Gudrun Bühnemann, a scholar of Buddhism and Hinduism, first visited Nepal in 1979 and has returned regularly to the Kathmandu Valley, home to an array of historic temples and monuments, to continue her study of Sanskrit texts and manuscripts.
Several cultures and religions intersect in the small Himalayan nation, which is nestled between India and China. The Kathmandu Valley, Nepal’s cultural center, is home to seven UNESCO World Heritage Sites.
Bühnemann’s work has taken on a new purpose. Her most recent visit, last July, came just months after a devastating earthquake struck Nepal.
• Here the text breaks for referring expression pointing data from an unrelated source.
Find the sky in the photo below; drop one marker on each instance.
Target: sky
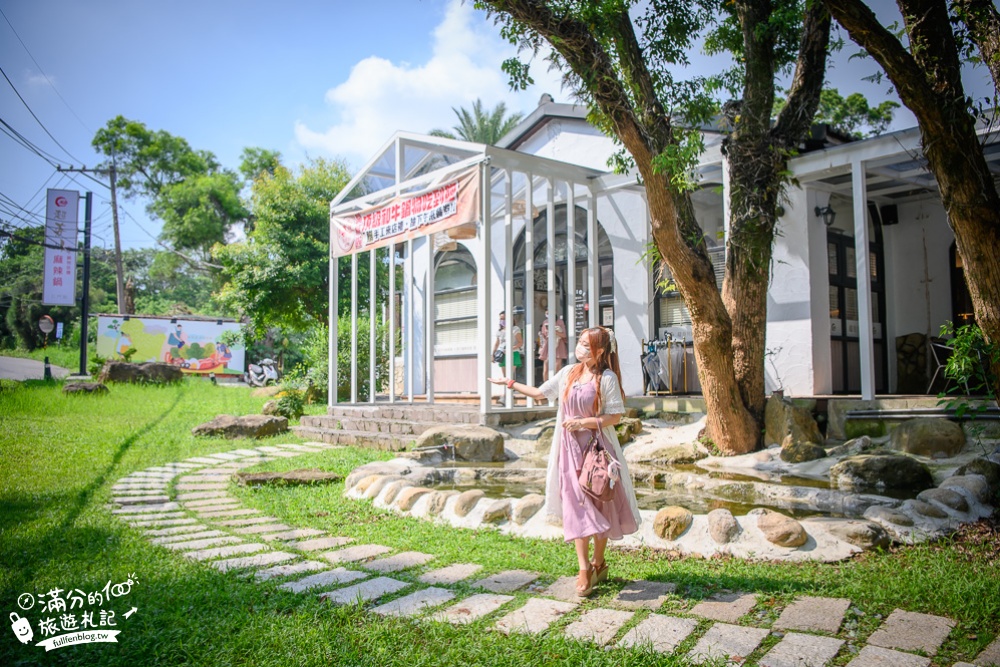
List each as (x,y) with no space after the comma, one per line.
(307,78)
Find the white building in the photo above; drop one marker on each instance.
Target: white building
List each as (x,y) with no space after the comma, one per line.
(423,198)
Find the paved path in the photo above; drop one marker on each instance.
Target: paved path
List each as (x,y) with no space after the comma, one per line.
(185,507)
(15,368)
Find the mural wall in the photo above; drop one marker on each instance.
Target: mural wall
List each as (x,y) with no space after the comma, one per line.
(191,344)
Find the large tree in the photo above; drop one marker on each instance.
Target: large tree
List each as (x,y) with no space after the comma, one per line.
(927,74)
(621,66)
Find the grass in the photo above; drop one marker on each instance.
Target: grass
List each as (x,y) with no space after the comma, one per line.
(59,456)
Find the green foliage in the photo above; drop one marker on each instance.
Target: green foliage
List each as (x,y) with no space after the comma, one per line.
(479,126)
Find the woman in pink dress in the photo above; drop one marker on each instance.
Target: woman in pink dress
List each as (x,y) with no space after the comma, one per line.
(590,401)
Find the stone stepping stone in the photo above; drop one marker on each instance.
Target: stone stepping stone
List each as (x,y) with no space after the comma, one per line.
(451,574)
(228,513)
(798,650)
(190,545)
(288,570)
(507,582)
(598,625)
(177,520)
(366,591)
(535,616)
(168,539)
(250,521)
(990,655)
(353,554)
(176,530)
(910,631)
(198,495)
(663,633)
(873,656)
(397,562)
(472,608)
(814,614)
(643,594)
(262,528)
(260,560)
(148,509)
(728,607)
(329,578)
(331,542)
(140,500)
(728,642)
(415,603)
(222,552)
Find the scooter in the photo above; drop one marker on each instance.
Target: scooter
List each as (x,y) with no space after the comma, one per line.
(261,375)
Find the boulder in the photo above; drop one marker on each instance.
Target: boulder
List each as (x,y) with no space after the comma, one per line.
(497,511)
(783,417)
(880,472)
(152,372)
(408,497)
(471,442)
(780,529)
(934,438)
(290,478)
(84,388)
(467,500)
(527,507)
(800,452)
(947,497)
(671,522)
(722,526)
(248,426)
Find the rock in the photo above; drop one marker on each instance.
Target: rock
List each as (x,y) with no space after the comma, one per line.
(290,478)
(671,522)
(408,497)
(862,534)
(722,526)
(782,417)
(889,515)
(975,485)
(951,499)
(471,442)
(800,452)
(437,502)
(527,507)
(248,426)
(928,437)
(982,466)
(880,472)
(780,529)
(151,372)
(467,500)
(84,388)
(498,510)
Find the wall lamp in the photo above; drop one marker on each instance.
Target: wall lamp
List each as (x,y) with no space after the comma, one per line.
(827,213)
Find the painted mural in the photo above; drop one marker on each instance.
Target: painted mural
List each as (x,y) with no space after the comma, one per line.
(193,345)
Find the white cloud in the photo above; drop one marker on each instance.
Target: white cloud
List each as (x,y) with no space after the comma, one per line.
(380,97)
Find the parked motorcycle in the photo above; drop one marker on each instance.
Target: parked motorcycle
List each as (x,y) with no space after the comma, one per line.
(261,375)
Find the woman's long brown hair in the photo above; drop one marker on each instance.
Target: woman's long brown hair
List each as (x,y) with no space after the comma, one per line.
(604,359)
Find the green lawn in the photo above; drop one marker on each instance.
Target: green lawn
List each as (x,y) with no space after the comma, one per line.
(59,456)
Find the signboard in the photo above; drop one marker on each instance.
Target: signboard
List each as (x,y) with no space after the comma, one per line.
(61,212)
(407,216)
(193,345)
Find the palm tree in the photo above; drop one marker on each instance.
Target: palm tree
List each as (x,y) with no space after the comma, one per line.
(479,126)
The April 25 quake killed more than 9,000 people, and was followed by a strong aftershock on May 12 and a series of minor aftershocks. More than 30 Kathmandu Valley monuments collapsed, and another 120 sustained damage.
Bühnemann, professor in the departments of Languages and Cultures of Asia and East Asian Languages and Literature at the University of Wisconsin–Madison, will discuss the damage to these historic sites and the efforts to rebuild, on Thursday, January 28, at noon, in 206 Ingraham Hall. The event, which is free and open to the public, is sponsored by the Center for South Asia.
During her 2015 trip, Bühnemann surveyed damage to cultural sites she considers especially relevant to her work.
“Scholars like myself have studied and documented ancient monuments in the Kathmandu Valley,” says Bühnemann. “The photographs of monuments taken before the earthquake have become important documents that will help architects to reconstruct lost buildings.”